# <center> CSCAR WORKSHOP - Data Science Skills Series
## <center> Supervised Machine Learning: Support Vector Machines (SVMs)
### <center> Marcio Mourao - 11/29/2017


# <center> Setup for Anaconda / Jupyter Notebook

<ul>
    <li>Go to the page https://marcio-mourao.github.io/</li>
    <li>Download the materials under "Supervised Machine Learning in Python using Scikit-Learn (SVMs)" to your "username/Documents"</li><br/>
    
    <li>Click the Windows button (Bottom Left Corner)</li>
    <li>Click "All apps"</li>
    <li>Click "Anaconda3 (64-bit)"</li>
    <li>Click "Anaconda Prompt" </li>
    <li>Enter "conda update scikit-learn"</li><br/>
    
    <li>Click the Windows button (Bottom Left Corner)</li>
    <li>Click "All apps"</li>
    <li>Click "Anaconda3 (64-bit)"</li>
    <li>Click "Jupyter Notebook" </li><br/>
    
    <li>Click "Workshop.ipynb" (this should open a new tab in the browser)</li>
</ul>

# <center> Introduction

<ul>
  <li>Please, sign up the sheet! </li>
  <li>Don't forget to go to: http://cscar.research.umich.edu/ to know what we're offering!</li>
  <li>Any questions/feedback, you can send an email to <a href="mailto:mdam@umich.edu" target="_top">Marcio.</a>
</ul>

# <center> Summary of this workshop

<ul>
  <li>SVM (use handwritten digits dataset) </li>
  <ul>
     <li>Brief description of the dataset</li>
     <li>Load and describe the data</li>
     <li>Machine Learning</li>
  </ul><br>
  <li>SVM (use the 1994 census dataset)</li>
  <ul>
     <li>Brief description of the dataset</li>
     <li>Load and describe the data (using Pandas dataframes)</li>
     <li>Machine Learning</li>
  </ul><br>
</ul>


# <center> References

<ul>
  <li>https://www.continuum.io/anaconda-overview</li>
  <li>http://pandas.pydata.org/pandas-docs/stable/10min.html</li>
  <li>http://scikit-learn.org/stable/</li>
  <li>http://scikit-learn.org/stable/modules/svm.html</li>
  <li>http://scikit-learn.org/stable/auto_examples/svm/plot_rbf_parameters.html</li>
</ul>

## Import relevant general modules

In [None]:
%matplotlib inline
import numpy as np
import pandas as pd
import matplotlib.pyplot as plt

In [None]:
import sys
print(sys.version)

print(np.__version__)
print(pd.__version__)

# <center> Handwritten Digits Dataset

## Some info about the dataset

The handwritten digits dataset is made up of 1797 8x8 images 

Each image is of a hand-written digit

The goal is to recognize handwritten digits

In [None]:
#Import modules
from sklearn import datasets

## Load and describe the data

In [None]:
#Load the digits dataset
digits = datasets.load_digits()
digits

In [None]:
print(digits.data)
print(digits.data.shape)

In [None]:
print(digits.images)
print(digits.images.shape)

In [None]:
print(digits.target)
print(digits.target.shape)

In [None]:
#As an example, displays a digit
print(digits.target[-2])
print(digits.data[-2])
plt.imshow(digits.images[-2], cmap=plt.cm.gray_r)
plt.show()

## Machine Learning

In [None]:
from sklearn import metrics, svm
from sklearn.model_selection import train_test_split, KFold, cross_val_score

In [None]:
#Create predictors and target sets
X, y = digits.data, digits.target

#Obtain the data for the fitting
X_train, X_test, y_train, y_test = train_test_split(X, y, random_state = 13, stratify = y)
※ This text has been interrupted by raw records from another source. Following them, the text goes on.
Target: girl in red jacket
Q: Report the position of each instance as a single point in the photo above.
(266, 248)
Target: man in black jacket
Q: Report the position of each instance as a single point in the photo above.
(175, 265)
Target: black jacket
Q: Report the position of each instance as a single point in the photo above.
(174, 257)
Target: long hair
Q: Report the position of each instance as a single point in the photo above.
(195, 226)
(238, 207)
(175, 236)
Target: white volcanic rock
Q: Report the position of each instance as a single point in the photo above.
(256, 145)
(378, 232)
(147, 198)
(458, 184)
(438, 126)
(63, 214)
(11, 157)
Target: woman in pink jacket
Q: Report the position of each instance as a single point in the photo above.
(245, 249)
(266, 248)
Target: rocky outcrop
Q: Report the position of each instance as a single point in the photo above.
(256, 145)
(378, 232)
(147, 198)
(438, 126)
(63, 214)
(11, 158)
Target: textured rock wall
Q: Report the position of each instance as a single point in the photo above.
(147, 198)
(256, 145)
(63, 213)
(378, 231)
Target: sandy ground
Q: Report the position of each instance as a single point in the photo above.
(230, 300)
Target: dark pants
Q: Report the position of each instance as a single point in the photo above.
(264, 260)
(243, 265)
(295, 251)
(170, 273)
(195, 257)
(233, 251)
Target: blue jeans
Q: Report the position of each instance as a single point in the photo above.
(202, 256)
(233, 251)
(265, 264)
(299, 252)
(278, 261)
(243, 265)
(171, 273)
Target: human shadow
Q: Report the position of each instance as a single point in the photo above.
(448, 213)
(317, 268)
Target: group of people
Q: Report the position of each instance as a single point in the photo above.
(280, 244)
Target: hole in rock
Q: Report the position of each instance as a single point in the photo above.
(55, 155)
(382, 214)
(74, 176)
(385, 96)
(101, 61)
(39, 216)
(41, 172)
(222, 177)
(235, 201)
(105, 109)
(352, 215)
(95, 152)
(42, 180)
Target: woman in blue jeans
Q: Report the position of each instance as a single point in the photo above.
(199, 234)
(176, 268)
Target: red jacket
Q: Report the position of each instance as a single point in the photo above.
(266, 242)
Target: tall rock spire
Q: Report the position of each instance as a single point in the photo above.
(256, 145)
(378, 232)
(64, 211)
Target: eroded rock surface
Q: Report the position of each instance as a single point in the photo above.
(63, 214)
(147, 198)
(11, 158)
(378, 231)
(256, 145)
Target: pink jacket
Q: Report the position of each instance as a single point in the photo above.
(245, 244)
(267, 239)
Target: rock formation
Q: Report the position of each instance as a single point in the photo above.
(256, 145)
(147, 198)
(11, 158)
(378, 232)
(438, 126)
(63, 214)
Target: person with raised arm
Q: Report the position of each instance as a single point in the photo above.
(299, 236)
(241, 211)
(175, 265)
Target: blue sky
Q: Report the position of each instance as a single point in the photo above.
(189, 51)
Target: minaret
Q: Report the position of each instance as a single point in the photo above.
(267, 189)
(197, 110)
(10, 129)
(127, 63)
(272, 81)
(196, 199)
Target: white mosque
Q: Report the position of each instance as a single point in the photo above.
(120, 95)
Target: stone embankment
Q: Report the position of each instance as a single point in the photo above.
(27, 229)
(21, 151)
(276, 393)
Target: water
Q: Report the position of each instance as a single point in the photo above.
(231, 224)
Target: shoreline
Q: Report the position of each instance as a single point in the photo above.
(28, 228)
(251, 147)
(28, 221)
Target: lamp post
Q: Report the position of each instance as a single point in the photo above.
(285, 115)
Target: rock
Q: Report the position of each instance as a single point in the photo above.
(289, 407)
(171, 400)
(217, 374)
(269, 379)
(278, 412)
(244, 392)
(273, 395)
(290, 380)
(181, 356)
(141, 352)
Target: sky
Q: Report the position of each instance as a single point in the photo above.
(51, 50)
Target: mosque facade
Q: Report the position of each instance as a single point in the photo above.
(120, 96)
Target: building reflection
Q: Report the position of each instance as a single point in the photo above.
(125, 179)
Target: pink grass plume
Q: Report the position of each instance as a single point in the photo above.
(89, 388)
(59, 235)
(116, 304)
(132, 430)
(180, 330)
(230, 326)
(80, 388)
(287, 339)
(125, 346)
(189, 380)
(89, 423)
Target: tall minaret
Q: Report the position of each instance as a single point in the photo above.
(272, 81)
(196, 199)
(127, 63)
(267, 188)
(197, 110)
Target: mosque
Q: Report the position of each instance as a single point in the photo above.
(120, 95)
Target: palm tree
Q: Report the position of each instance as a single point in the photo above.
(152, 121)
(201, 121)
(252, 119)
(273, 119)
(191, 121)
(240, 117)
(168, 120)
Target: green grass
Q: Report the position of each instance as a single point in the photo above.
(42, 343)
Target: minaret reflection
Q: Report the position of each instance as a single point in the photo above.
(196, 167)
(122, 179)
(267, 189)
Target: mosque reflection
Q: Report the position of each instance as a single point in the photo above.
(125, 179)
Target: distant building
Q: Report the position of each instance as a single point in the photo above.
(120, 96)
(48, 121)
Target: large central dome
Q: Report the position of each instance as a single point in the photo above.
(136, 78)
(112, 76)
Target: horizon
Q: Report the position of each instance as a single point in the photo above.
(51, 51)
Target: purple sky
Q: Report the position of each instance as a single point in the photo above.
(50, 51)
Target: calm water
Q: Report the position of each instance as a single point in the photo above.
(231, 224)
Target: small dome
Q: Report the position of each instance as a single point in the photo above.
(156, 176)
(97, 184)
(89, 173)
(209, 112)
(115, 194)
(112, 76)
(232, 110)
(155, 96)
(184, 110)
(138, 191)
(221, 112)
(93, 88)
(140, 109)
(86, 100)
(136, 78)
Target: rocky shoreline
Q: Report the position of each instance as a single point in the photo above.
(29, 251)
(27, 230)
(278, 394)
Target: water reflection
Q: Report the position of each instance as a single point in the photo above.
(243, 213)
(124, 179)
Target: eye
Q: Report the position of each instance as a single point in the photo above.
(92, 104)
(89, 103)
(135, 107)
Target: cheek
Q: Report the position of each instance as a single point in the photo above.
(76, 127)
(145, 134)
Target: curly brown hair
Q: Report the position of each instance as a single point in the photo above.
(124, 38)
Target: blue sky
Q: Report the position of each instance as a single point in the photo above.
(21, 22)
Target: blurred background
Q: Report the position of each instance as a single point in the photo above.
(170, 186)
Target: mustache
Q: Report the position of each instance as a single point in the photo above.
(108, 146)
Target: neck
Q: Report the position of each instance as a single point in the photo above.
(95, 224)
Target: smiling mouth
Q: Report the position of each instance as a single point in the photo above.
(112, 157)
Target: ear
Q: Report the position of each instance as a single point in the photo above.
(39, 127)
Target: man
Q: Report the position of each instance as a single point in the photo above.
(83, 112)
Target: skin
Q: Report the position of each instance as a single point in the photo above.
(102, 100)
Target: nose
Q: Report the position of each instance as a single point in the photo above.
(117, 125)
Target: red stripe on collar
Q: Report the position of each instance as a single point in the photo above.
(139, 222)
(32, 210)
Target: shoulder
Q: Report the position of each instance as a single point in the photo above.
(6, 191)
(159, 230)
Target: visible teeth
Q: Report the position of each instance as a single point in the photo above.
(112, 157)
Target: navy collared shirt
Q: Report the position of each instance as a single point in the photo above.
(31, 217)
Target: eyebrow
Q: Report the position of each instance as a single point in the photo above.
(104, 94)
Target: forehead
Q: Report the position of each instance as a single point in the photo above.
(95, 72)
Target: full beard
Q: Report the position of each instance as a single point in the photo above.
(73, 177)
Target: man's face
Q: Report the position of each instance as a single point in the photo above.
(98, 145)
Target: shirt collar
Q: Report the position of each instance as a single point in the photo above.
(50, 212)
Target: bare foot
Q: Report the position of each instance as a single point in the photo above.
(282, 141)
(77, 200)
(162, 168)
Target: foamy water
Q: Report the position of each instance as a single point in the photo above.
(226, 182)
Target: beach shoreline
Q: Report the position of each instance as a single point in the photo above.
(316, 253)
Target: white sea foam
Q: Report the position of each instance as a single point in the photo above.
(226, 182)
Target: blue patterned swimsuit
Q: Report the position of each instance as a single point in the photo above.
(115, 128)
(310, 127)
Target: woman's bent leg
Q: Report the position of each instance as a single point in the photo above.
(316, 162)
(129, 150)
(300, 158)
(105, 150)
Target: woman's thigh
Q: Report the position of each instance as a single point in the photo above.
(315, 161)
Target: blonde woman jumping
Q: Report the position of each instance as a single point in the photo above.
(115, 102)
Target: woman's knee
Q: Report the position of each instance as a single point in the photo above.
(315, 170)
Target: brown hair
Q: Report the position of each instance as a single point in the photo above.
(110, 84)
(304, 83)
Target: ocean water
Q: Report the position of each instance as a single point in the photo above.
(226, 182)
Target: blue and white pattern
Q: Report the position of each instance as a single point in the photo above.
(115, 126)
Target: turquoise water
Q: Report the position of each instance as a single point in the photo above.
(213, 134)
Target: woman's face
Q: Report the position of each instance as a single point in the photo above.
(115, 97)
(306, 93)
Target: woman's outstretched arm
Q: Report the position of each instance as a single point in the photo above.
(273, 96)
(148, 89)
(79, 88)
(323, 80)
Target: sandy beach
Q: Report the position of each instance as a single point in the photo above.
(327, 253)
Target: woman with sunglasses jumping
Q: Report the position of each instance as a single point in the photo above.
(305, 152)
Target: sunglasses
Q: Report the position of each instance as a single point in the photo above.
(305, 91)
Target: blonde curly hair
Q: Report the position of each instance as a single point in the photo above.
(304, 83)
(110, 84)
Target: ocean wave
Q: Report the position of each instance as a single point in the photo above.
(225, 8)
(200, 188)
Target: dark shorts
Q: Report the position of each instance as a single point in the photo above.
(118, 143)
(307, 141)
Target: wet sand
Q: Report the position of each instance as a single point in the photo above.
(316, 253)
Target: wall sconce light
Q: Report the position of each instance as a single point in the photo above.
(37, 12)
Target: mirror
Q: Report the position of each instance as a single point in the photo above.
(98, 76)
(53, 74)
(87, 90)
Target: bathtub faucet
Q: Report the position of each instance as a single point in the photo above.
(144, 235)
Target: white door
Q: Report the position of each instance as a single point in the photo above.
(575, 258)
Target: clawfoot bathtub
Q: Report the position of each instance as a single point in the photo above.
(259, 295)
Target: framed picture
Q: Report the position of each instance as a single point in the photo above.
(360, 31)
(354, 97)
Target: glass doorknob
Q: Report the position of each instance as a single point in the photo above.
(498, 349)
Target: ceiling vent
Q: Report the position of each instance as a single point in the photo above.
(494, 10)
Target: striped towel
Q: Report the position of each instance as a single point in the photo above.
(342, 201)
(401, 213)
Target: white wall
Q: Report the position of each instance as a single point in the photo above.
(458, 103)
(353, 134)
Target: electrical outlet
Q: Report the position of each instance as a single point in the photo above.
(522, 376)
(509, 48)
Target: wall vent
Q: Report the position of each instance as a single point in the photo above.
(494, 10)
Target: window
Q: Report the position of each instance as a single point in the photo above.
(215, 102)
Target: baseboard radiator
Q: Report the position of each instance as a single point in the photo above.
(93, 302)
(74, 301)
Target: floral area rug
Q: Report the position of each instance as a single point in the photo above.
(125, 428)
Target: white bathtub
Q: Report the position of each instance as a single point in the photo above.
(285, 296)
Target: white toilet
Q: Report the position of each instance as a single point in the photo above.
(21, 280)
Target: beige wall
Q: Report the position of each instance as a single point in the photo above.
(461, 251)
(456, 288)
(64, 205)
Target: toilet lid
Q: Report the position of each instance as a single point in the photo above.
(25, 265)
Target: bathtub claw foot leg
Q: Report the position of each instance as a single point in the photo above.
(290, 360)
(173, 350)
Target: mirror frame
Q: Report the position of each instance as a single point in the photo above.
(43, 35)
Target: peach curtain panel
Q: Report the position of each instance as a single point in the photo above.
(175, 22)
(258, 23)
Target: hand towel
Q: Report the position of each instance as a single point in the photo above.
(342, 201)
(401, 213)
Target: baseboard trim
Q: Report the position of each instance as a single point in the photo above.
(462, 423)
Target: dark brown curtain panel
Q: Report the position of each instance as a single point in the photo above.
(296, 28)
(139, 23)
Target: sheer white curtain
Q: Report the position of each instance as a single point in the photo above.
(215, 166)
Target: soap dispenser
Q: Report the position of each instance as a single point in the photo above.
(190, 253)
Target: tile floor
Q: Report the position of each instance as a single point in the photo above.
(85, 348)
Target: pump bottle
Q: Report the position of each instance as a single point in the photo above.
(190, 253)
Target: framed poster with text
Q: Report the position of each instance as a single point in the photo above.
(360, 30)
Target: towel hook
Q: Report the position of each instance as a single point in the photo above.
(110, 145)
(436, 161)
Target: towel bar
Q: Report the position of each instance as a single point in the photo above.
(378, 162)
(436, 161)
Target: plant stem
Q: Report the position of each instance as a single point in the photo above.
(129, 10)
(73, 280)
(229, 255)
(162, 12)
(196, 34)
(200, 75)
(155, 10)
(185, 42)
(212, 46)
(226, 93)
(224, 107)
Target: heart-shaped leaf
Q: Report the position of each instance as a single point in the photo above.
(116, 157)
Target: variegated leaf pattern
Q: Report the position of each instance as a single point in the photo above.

print('Total number of records: ', digits.data.shape[0])
print('Type of X_train: ', type(X_train))
print('Number of records in X_train: ', len(X_train))
print('Fraction on X_train: ', len(X_train)/digits.data.shape[0])
print('Number of records in y_train: ', len(y_train))
print('Type of y_train: \n\n', type(y_train))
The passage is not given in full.